Analysis of Timeline emails

Published on 2015-06-21.

This article was written using IPython Notebook.

First we import all modules that we will use:

In [1]:
%matplotlib inline
import mailbox
import email.utils
import matplotlib.pyplot as plt
import subprocess
import sys
import re

Paths that you might need to change if you want to reproduce this document yourself:

In [2]:
PATH_TO_MALING_LIST_EXPORT = "thetimelineproj-user"
PATH_TO_REPO = "main-sf"

For reference, this is the Python version:

In [3]:
sys.version
Out[3]:
'2.7.6 (default, Mar 22 2014, 22:59:56) \n[GCC 4.8.2]'

An iterator for emails

I downloaded all emails from SourceForge. (You need to be project admin to do that.) It came in mbox format.
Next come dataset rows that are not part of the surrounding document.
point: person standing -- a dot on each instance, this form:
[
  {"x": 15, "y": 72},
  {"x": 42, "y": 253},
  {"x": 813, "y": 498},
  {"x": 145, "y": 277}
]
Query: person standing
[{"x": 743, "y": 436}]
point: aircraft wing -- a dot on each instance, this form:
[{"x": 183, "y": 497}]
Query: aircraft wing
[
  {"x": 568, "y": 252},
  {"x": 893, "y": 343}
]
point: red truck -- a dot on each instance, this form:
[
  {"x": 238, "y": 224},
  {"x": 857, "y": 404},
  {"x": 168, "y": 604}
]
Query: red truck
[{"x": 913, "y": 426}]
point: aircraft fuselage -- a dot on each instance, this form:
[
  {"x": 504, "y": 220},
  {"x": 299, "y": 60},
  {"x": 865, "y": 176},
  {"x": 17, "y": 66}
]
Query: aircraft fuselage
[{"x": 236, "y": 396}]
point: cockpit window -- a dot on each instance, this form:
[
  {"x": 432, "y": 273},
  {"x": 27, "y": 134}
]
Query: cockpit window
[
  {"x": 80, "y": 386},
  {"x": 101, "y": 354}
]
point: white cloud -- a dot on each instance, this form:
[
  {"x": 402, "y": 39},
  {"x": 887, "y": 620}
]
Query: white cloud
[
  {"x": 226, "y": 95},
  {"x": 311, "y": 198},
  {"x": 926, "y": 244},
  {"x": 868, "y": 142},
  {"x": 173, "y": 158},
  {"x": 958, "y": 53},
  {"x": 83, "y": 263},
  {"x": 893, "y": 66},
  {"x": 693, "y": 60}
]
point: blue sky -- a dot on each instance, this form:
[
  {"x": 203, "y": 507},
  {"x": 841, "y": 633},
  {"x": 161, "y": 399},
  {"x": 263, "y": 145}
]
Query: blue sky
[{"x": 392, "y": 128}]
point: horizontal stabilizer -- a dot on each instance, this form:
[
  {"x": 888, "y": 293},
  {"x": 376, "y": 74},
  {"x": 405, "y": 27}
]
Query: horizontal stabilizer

We can work with it in Python like this:

In [4]:
def email_iterator():
    for message in mailbox.mbox(PATH_TO_MALING_LIST_EXPORT):
        yield Message(message)

class Message(object):
    
    def __init__(self, message):
        date = email.utils.parsedate_tz(message["date"])
        self.month_tuple = (date[0], date[1])
        self.subject = message.get("subject", "")

Let's see if we can get the title of the first email:

In [5]:
email_iterator().next().subject
Out[5]:
'[Thetimelineproj-user] Test'

And count them all:

In [6]:
len(list(email_iterator()))
Out[6]:
2126

Email frequency

The first question I would like to answer is how email frequency looks like over time. Let's extract some data:

In [7]:
emails_per_month = {}
for message in email_iterator():
    emails_per_month[message.month_tuple] = emails_per_month.get(message.month_tuple, 0) + 1

Let's see if we got that right. What are the first 5 keys?

In [8]:
sorted(emails_per_month.keys())[:5]
Out[8]:
[(2009, 6), (2009, 7), (2009, 8), (2009, 9), (2009, 10)]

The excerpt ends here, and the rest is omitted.